The Law Offices of Dax J. Miller may help you get a mortgage loan modification on your home or investment property. Contact us for a free consultation today.
A mortgage loan modification is just that — the mortgage company revises your mortgage to give you a more affordable payment. This may involve:
- Reducing your loan amount to more closely reflect what the property is worth;
- Reducing your mortgage interest rate; and/or
- Extending the total number of years that your mortgage may be paid back.
A favorable modification of any of these terms typically allows you to reduce your total monthly mortgage payment. Contrary to public opinion, you may seek a loan modification whether you are behind on your mortgage or not. Ultimately, the only requirement is that you want a better, more affordable deal.
A mortgage loan modification may be pursued in several different scenarios:
- You may retain our firm to work directly with the mortgage company on your behalf to seek a mortgage loan modification;
- We may file you in a Chapter 7 Bankruptcy to discharge your other debt which sometimes makes you appear more favorable to your mortgage company; or
- We may file you in a Chapter 13 Bankruptcy to use the Chapter 13 Bankruptcy Trustee loan modification program.
Each scenario offers various advantages in disadvantages in terms of success rate, time and cost.
Working directly with your mortgage company for a mortgage loan modification
A benefit of working directly with your mortgage company for a loan modification is that you do not need to spend your time and money on a bankruptcy filing to get what you want. This is a great option for people with no other debt that needs to be addressed. However, you should have little to no mortgage delinquency to avail yourself of this option.
Chapter 7 Bankruptcy combined with a loan modification
If you need a mortgage loan modification and you have other debt that you also need to address, then Chapter 7 Bankruptcy combined with a loan modification may be the best option for you. This method involves filing and completing a Chapter 7 Bankruptcy to eliminate your other debt. Then, after the Chapter 7 Bankruptcy has concluded, we initiate loan modification negotiations with your mortgage company. By and large, our experience reveals that where a mortgage company failed to offer a loan modification before, your Chapter 7 discharge warrants another review of the account.

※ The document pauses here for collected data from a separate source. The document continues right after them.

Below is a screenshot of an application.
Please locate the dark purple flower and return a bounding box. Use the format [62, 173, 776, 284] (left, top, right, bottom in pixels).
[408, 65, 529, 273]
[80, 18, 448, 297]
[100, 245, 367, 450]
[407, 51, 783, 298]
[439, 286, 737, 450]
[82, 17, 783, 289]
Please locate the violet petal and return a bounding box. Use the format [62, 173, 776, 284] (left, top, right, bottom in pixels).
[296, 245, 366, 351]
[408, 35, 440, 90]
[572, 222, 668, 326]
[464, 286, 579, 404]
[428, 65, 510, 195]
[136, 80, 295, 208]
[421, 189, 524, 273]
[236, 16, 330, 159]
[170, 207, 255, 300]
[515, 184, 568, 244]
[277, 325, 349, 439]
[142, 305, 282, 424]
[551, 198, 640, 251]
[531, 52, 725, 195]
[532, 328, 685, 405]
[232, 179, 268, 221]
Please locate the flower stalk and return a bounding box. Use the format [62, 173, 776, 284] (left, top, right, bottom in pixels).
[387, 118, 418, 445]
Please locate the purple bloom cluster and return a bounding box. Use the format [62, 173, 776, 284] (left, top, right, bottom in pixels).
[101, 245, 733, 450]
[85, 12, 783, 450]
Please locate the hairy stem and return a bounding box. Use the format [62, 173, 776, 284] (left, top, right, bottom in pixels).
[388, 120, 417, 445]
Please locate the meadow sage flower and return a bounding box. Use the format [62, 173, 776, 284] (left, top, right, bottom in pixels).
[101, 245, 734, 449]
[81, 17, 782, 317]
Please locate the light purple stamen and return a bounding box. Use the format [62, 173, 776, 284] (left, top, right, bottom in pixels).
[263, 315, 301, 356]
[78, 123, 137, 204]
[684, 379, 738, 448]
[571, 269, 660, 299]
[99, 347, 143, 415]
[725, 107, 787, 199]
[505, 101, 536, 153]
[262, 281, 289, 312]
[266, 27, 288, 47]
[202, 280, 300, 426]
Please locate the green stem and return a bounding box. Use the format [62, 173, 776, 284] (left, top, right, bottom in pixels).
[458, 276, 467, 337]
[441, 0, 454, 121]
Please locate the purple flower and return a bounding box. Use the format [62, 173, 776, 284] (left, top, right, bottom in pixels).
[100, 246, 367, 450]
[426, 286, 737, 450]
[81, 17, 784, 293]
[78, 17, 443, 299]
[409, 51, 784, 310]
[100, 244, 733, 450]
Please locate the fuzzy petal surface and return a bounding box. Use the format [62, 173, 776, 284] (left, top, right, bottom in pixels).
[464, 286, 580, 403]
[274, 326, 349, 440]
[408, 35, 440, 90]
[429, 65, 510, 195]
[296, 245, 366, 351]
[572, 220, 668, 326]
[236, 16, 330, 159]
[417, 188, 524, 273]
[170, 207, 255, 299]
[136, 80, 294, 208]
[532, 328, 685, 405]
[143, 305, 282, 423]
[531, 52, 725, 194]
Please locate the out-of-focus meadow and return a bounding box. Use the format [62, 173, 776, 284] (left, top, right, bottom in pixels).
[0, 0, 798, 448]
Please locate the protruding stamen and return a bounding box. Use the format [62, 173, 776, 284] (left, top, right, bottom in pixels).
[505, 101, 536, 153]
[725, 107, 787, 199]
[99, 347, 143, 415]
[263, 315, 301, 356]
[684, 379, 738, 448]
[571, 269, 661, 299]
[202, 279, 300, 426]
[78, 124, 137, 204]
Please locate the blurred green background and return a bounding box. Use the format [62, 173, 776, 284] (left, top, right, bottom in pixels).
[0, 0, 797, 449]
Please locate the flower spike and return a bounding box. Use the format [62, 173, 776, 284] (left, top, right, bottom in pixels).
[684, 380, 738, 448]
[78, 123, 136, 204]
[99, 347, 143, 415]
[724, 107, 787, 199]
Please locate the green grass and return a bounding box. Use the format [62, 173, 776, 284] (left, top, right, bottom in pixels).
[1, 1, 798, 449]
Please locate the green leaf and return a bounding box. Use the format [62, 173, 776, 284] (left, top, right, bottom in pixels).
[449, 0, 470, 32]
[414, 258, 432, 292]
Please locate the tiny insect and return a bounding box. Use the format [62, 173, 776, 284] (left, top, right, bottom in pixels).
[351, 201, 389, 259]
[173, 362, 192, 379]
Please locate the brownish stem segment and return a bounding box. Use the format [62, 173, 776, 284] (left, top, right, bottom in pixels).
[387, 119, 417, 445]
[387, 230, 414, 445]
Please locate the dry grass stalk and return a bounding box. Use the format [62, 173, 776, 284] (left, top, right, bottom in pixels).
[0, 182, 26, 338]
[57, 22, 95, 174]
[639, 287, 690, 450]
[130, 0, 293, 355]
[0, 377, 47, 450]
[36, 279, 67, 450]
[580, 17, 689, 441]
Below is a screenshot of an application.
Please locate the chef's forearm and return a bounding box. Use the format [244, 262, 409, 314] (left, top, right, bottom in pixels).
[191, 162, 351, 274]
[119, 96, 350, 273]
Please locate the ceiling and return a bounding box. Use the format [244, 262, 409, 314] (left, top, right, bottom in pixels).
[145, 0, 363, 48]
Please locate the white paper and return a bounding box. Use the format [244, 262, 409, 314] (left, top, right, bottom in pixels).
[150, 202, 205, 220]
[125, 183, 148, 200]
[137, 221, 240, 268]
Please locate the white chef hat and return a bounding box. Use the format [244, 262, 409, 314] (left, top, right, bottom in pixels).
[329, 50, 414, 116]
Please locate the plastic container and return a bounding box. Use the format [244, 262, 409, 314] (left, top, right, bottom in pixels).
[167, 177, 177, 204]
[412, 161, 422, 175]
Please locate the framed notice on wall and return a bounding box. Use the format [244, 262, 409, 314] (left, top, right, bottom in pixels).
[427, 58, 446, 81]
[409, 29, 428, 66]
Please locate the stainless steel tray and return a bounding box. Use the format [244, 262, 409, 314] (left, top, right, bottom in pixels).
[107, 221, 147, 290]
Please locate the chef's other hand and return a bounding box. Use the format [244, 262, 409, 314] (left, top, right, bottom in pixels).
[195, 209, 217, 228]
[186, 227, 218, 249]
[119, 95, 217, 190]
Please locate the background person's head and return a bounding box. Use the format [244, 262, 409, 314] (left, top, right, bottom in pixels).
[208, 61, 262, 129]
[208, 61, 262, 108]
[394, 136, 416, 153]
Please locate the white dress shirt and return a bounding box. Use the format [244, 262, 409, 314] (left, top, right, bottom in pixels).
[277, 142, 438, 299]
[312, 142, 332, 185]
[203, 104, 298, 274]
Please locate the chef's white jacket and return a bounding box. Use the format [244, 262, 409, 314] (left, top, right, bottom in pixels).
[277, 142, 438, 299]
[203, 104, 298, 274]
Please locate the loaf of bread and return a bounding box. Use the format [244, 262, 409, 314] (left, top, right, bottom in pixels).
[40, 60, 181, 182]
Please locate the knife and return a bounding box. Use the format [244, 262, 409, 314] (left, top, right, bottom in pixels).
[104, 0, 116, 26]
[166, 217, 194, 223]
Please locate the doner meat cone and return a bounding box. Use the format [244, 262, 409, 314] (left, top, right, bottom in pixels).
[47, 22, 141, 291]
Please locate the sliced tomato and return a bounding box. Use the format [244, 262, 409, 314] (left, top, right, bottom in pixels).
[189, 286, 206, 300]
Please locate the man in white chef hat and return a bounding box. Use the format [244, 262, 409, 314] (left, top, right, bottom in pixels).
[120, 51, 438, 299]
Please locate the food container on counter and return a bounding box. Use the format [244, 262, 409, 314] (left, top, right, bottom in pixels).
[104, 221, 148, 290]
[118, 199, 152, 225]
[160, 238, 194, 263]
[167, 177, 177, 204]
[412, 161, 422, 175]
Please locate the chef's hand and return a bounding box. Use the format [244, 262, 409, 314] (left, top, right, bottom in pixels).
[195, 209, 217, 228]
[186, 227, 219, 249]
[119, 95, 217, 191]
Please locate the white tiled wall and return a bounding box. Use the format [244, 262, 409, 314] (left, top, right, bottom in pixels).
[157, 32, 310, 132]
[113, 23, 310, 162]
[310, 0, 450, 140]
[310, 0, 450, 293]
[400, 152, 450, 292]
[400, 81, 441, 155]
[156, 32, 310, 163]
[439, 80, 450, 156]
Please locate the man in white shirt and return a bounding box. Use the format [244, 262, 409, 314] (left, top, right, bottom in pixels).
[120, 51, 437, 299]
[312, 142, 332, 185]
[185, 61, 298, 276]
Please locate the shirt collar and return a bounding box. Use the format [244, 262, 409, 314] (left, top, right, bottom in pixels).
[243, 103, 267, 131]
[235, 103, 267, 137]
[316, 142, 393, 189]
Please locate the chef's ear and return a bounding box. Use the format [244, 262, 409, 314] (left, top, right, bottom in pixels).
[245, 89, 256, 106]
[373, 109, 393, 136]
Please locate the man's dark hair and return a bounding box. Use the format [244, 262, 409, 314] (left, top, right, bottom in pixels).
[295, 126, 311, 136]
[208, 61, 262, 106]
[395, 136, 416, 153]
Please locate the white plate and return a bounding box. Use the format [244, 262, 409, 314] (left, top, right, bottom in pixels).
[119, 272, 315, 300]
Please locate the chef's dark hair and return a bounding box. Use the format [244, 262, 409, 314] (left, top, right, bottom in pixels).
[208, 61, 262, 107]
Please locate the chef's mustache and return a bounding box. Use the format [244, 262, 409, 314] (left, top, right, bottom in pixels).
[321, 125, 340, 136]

Chapter 13 Bankruptcy Court loan modification program
Finally, the Chapter 13 Bankruptcy court loan modification program may be an excellent option for you. The Chapter 13 Bankruptcy Trustee has developed a simple, streamlined procedure that may allow you to obtain a loan modification under the supervision of the Federal Court system. Consequently, using this method generally allows for a more uniform, efficient submission of documents. Naturally, the end result amounts to less time and money spent by you. Moreover, the Chapter 13 Bankruptcy allows you to strip off second mortgages, eliminate IRS or Indiana State income tax debt and pay off delinquent property tax debt. This is all done with the intention and effect of you exiting the Chapter 13 Bankruptcy with your home safe and secure and otherwise free from liens that could jeopardize your home ownership.